Missouri Senate overrides governor's pro-gun bill veto

The bill passed earlier this year, but when it came across the desk of Gov. Jay Nixon, he said no way, and vetoed it. (Photo: KMOV)

The bill passed earlier this year, but when it came across the desk of Gov. Jay Nixon, he said no way, and vetoed it. (Photo: KMOV)

Despite recent opposition from Kansas City Mayor Sly James and Kansas City Public Schools Superintendent Stephen Green, the Missouri Senate voted Wednesday to override the governor’s veto of a decidedly pro-gun bill, local media reported.

SB 656 would have lowered the minimum age requirement for concealed carry to 19 and expanded the number of places a person could legally open carry in the state. In addition, the bill would also allow teachers and other staff who have undergone training to carry firearms on school property.

Republican Sen.
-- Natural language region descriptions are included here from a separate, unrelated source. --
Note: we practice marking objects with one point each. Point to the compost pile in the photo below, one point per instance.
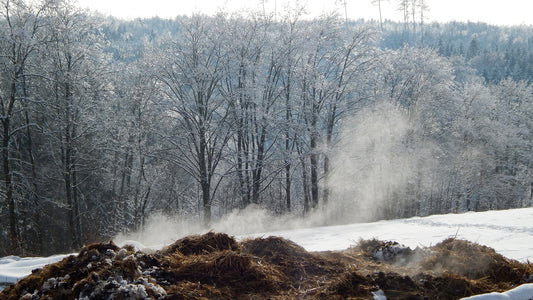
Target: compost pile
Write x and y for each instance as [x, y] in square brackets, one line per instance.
[216, 266]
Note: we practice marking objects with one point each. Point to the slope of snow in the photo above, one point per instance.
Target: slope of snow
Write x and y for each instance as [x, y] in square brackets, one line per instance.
[523, 292]
[510, 232]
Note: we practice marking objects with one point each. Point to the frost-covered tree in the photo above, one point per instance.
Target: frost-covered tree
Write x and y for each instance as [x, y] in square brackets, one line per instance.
[192, 73]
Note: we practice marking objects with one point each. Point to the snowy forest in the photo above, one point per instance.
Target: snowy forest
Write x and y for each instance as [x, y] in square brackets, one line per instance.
[106, 122]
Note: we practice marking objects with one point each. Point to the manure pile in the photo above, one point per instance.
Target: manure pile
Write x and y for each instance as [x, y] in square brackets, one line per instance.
[216, 266]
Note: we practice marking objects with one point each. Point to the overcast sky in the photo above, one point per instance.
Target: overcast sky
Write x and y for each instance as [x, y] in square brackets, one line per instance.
[498, 12]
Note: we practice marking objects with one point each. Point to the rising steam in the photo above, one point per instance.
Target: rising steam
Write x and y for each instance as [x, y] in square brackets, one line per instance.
[371, 162]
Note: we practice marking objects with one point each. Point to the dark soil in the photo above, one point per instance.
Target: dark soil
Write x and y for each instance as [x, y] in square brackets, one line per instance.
[216, 266]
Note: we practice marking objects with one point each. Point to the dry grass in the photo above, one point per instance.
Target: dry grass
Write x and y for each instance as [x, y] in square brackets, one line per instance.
[215, 266]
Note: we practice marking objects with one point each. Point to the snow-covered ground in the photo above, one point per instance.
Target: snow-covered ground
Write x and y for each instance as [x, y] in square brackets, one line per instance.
[510, 232]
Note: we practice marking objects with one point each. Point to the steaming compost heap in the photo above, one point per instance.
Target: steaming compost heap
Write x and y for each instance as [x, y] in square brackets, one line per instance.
[216, 266]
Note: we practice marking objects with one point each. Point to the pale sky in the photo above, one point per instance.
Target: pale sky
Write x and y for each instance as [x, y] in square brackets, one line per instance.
[497, 12]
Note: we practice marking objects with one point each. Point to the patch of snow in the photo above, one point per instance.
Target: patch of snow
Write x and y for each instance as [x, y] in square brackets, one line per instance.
[522, 292]
[379, 295]
[13, 268]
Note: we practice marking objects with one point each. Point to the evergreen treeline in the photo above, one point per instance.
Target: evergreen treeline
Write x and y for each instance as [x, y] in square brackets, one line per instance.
[104, 122]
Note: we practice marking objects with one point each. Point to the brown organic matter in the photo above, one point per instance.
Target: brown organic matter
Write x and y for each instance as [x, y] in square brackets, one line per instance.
[216, 266]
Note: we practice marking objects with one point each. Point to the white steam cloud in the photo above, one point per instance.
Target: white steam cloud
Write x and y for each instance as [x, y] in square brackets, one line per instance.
[370, 163]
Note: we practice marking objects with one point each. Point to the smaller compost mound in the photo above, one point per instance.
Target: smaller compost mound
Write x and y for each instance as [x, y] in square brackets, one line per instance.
[202, 244]
[216, 266]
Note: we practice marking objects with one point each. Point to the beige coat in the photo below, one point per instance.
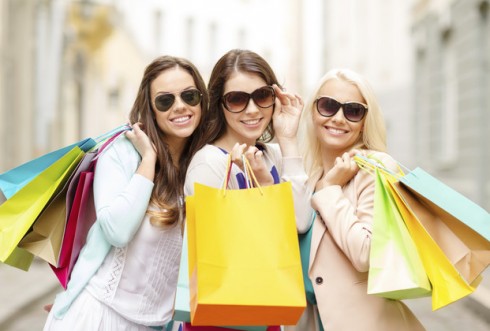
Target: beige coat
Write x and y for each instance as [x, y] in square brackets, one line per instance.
[339, 261]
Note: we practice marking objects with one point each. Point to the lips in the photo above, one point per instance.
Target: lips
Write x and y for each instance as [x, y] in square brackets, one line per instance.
[335, 131]
[181, 119]
[252, 122]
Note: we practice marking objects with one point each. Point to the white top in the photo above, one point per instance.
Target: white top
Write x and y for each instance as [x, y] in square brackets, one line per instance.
[139, 280]
[208, 167]
[126, 263]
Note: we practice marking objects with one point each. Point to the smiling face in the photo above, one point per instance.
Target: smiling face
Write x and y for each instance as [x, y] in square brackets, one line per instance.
[337, 134]
[180, 121]
[248, 125]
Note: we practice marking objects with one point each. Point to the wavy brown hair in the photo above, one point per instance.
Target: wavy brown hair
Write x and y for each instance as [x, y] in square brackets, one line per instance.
[169, 179]
[236, 60]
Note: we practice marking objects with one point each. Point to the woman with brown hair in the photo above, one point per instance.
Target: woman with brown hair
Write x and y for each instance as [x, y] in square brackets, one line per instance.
[126, 275]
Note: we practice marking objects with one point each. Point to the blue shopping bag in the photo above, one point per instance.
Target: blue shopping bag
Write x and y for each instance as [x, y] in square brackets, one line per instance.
[304, 249]
[433, 192]
[13, 180]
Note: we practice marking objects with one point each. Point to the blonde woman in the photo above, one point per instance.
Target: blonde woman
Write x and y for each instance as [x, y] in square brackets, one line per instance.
[341, 119]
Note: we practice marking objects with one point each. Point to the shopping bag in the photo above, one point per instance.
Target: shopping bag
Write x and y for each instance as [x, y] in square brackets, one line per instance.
[2, 197]
[15, 179]
[45, 238]
[467, 250]
[438, 194]
[182, 308]
[19, 212]
[247, 267]
[396, 270]
[448, 283]
[304, 240]
[189, 327]
[81, 213]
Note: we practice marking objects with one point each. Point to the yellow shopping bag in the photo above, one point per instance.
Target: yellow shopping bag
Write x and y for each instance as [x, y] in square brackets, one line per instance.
[244, 260]
[396, 270]
[18, 213]
[428, 231]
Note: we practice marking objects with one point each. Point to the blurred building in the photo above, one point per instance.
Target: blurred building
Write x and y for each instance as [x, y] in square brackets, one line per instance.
[373, 38]
[452, 93]
[71, 68]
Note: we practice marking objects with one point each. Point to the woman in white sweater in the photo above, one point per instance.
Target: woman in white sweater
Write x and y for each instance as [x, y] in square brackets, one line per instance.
[126, 275]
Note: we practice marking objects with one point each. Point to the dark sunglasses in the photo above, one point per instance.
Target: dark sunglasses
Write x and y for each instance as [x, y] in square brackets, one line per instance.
[353, 111]
[237, 101]
[192, 97]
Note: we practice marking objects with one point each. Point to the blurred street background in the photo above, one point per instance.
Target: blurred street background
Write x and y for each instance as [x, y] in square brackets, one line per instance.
[70, 69]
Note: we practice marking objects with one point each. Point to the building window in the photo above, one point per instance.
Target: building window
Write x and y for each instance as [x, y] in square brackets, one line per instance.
[448, 133]
[189, 38]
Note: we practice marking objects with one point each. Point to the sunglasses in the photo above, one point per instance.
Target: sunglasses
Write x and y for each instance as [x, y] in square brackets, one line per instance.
[237, 101]
[353, 111]
[192, 97]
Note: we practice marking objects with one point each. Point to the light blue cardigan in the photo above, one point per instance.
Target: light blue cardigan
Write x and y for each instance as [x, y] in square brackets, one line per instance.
[121, 199]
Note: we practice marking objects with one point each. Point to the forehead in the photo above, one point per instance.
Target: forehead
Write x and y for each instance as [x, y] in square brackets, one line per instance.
[247, 82]
[172, 80]
[341, 91]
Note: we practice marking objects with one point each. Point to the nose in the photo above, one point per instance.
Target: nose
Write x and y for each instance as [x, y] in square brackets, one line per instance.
[251, 107]
[339, 115]
[179, 104]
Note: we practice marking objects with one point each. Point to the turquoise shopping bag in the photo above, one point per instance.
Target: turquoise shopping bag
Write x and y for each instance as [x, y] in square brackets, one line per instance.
[13, 180]
[434, 192]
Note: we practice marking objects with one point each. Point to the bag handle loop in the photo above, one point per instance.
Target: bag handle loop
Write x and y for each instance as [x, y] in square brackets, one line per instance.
[250, 178]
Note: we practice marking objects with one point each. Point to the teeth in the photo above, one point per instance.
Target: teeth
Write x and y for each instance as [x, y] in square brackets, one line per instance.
[252, 122]
[336, 131]
[181, 119]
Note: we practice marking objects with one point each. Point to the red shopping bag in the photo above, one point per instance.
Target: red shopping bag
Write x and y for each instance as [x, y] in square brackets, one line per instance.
[81, 214]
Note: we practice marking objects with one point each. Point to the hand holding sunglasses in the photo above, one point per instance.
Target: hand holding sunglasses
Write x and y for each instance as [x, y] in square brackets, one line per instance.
[353, 111]
[164, 102]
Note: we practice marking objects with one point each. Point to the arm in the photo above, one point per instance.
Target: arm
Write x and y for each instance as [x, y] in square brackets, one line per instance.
[291, 169]
[350, 222]
[207, 167]
[121, 195]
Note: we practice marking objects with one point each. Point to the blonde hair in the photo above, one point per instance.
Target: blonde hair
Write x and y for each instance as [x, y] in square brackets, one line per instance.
[373, 135]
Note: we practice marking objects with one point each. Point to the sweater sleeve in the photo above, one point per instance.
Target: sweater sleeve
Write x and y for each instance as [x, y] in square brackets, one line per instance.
[350, 222]
[208, 167]
[121, 197]
[291, 169]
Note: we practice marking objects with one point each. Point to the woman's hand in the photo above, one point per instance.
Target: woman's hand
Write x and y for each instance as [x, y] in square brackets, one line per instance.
[344, 169]
[256, 159]
[287, 113]
[141, 141]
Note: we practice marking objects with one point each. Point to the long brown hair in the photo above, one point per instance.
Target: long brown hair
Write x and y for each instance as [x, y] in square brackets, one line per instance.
[169, 179]
[236, 60]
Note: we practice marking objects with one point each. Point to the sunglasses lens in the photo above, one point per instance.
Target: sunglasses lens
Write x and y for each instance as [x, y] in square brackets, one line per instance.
[263, 97]
[327, 106]
[236, 101]
[354, 112]
[191, 97]
[163, 102]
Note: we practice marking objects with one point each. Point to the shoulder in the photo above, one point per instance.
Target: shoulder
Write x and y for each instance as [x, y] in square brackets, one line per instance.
[384, 159]
[208, 154]
[120, 151]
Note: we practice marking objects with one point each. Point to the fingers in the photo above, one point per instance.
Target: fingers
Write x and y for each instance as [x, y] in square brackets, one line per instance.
[288, 99]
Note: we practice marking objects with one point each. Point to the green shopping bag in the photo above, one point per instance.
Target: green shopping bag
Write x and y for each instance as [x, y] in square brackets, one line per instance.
[18, 213]
[395, 269]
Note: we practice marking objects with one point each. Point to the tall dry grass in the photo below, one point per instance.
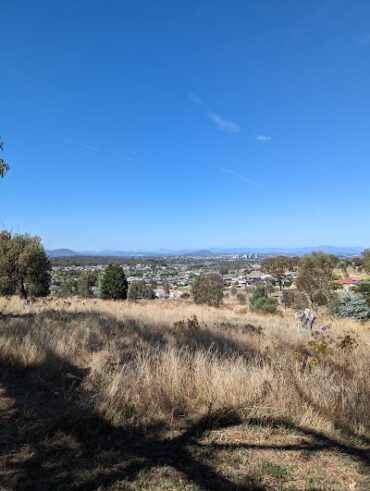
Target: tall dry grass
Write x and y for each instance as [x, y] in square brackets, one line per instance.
[141, 365]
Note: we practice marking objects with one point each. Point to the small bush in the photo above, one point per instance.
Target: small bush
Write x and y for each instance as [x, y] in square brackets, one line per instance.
[264, 304]
[261, 302]
[240, 298]
[114, 284]
[139, 290]
[208, 289]
[351, 305]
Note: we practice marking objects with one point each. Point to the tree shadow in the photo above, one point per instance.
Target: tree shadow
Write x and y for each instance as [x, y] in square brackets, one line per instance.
[66, 444]
[68, 440]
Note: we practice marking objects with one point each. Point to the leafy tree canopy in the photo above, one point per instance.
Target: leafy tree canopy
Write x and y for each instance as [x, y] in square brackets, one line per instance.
[24, 266]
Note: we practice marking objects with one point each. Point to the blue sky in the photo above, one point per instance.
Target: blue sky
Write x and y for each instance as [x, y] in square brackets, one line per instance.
[179, 124]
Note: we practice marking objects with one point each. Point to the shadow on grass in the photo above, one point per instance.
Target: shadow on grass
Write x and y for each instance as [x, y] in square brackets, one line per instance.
[52, 437]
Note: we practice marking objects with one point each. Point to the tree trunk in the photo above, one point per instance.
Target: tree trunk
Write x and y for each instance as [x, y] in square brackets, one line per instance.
[22, 292]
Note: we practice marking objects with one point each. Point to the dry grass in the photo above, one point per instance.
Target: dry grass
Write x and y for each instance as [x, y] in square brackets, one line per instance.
[80, 377]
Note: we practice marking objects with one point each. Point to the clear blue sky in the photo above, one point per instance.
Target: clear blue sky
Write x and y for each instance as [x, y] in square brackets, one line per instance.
[189, 123]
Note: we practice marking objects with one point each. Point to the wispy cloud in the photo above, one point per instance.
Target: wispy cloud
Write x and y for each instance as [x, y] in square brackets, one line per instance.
[238, 176]
[262, 138]
[223, 124]
[74, 142]
[196, 99]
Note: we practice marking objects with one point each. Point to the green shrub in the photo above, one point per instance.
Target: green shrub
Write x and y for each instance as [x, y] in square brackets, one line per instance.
[351, 305]
[264, 304]
[208, 289]
[261, 302]
[114, 283]
[139, 290]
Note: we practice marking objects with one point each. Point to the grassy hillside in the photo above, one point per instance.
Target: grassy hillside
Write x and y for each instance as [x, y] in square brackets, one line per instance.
[118, 395]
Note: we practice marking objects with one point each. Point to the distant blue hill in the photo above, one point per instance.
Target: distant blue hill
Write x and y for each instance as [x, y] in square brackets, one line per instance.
[298, 251]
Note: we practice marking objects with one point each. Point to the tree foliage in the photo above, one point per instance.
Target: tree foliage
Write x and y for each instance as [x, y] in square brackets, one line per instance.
[68, 287]
[276, 267]
[86, 282]
[261, 302]
[208, 289]
[366, 260]
[138, 290]
[315, 277]
[4, 167]
[352, 305]
[113, 284]
[294, 299]
[24, 266]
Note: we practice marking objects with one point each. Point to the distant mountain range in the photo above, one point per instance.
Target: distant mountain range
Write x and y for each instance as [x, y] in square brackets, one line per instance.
[298, 251]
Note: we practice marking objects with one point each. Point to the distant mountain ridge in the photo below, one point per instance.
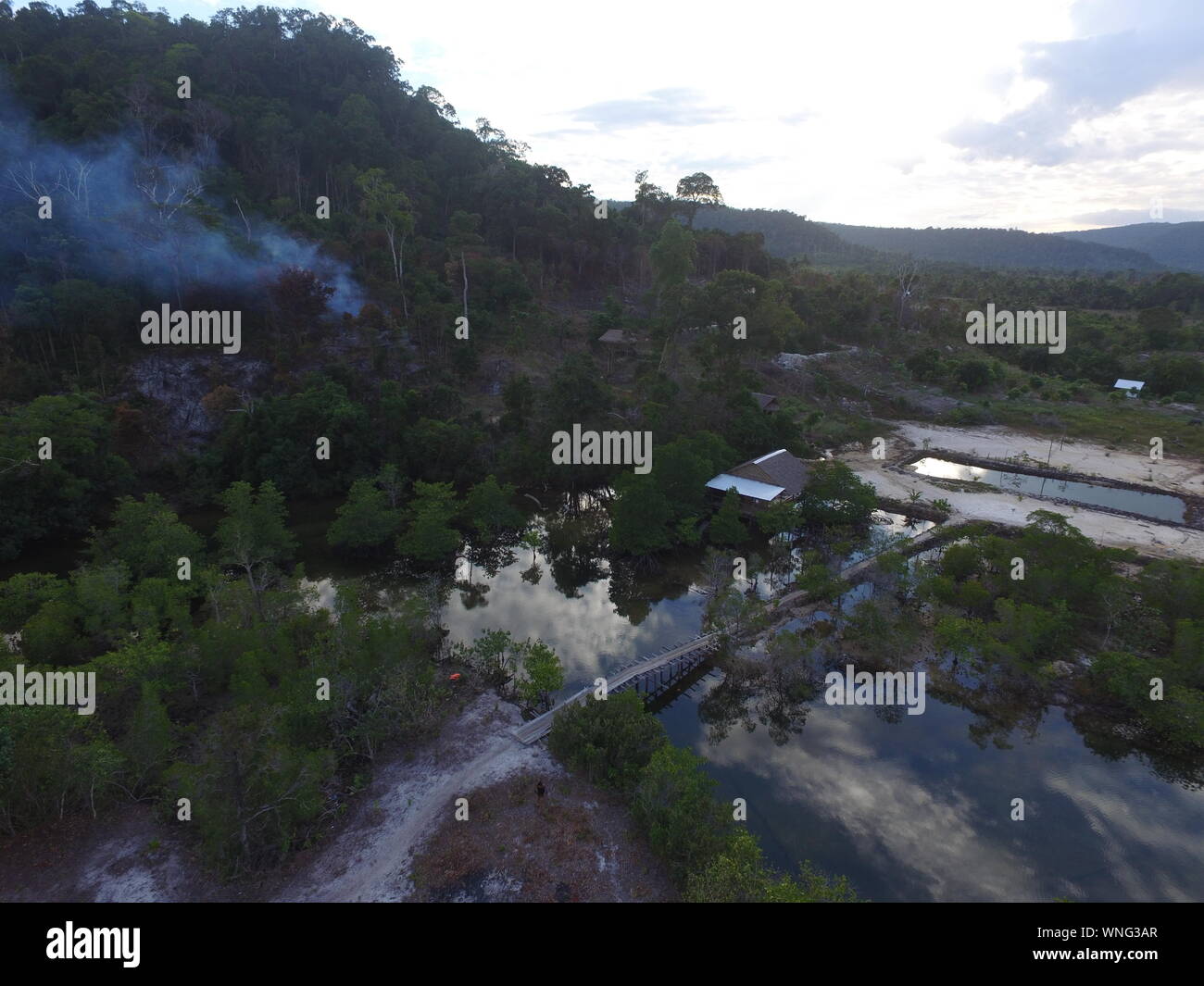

Will Kraus of Lee’s Summit sponsored the bill and reiterated the choices in training teachers to carry firearms.

“This measure would have left the choice for voluntary training at the local level,” Kraus said in a July statement. “It would have been a decision made between the local school board and individual staff members. Currently, school districts can allow staff with a concealed carry permit to carry a firearm on school property.”

Once the bill had passed, supportive school districts across the state were already sending teachers for firearms training.

But Democratic Sen. Scott Sifton of Affton pointed out that the lower age requirement would likely end in more college students carrying firearms on campus, while Democratic Senate Minority Leader Jolie Justus of Kansas City said he believed the bill would not make the streets any safer and would inadvertently shift the power to decide on open carry away from city officials.

Although the bill had originally passed earlier this year in the Republican-dominated state house by an overwhelming 111-28 vote and the senate a 21-7 vote, Gov. Jay Nixon halted the bill with a veto.

“I cannot condone putting firearms in the hands of educators,” Nixon said. “Arming teachers will not make our schools safer.”

However, the majority of members of the senate apparently still didn’t feel the same way, with a vote of 23-8 in favor of overriding the veto. The bill will now move onto the House, where supporters must obtain a minimum two-thirds vote in order to continue the override.